204 – Uninteresting Sin

When God thinks about us, He is not mostly interested in how much we need forgiveness from sin. He sees us how an adult sees a child: Filled with potential, mostly adorable, and a future that’s bigger than the past, despite the need for replacing broken things and the occasional spanking.

It is remarkably, boringly normal for new Christians to be over-obsessed with their own sin. This immature obsession centers on the question: To sin or not to sin? When young Christians sin, they feel terrible and wonder whether God will forgive them. Before they sin, they are obsessed with how desirable sin can seem. They’re undone by other people’s sin. It’s embryonic.

We outgrow sin by growing in God. Think about Heaven. This is not thinking about “going to Heaven”, because Heaven is not any destination. Heaven is our spiritual origin, the power in our hearts, and the source of glory that we expand to the world around us. Don’t think about Heaven as some boring, celestial cloud; think about Heaven to understand what God wants you to carry in your heart everywhere you go.

Of course, to understand Heaven you can’t just guess or rely on your own “wicked, little” imagination, and you especially can’t learn about Heaven from sinful pop culture’s fiction about demigods in outer space.
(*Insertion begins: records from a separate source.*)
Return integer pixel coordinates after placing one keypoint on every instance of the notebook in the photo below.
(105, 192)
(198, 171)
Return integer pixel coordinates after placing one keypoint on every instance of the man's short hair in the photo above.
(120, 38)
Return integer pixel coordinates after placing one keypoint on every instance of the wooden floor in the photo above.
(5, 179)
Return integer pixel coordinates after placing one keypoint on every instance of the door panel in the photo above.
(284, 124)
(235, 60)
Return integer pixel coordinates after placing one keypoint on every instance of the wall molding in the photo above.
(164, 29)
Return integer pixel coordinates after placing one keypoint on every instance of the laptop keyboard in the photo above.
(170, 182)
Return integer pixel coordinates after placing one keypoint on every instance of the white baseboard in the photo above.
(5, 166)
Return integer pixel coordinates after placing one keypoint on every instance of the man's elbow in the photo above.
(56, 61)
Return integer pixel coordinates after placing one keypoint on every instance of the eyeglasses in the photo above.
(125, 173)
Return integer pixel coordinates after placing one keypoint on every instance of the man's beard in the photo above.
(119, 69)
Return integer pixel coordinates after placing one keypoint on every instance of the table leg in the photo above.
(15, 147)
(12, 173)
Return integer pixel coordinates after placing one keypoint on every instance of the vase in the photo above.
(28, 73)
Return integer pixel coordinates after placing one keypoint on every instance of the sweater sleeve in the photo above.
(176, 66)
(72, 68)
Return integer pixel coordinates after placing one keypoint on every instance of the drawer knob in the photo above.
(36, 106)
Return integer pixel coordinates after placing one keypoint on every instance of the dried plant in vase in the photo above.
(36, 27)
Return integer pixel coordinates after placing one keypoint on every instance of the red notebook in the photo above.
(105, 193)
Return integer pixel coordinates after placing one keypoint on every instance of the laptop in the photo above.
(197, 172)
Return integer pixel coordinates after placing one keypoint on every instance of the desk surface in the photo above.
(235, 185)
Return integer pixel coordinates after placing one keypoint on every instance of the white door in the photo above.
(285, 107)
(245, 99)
You’ll need to read God’s Word to understand Heaven, first through virtue, then through Isaiah’s, Ezekiel’s, Daniel’s, and John’s visions of God—and from the Book of Enoch (1 Enoch).

The more you understand Heaven in your own heart, the more boring sin will seem. Temptation to sin won’t grip you, you’ll just be bored sick thinking about it.

When it comes to other people’s sin, that won’t shock you either. You’ll be sad, but not undone, nor will you have some new, lowly view of people when you learn what they did wrong. In fact, the more you understand God, the more you will understand how incredibly much so many people have been forgiven so immensely. As we mature, God gives us insight about other people’s struggles—sinful or otherwise—as we get bored with any kind of sin and more fascinated with God.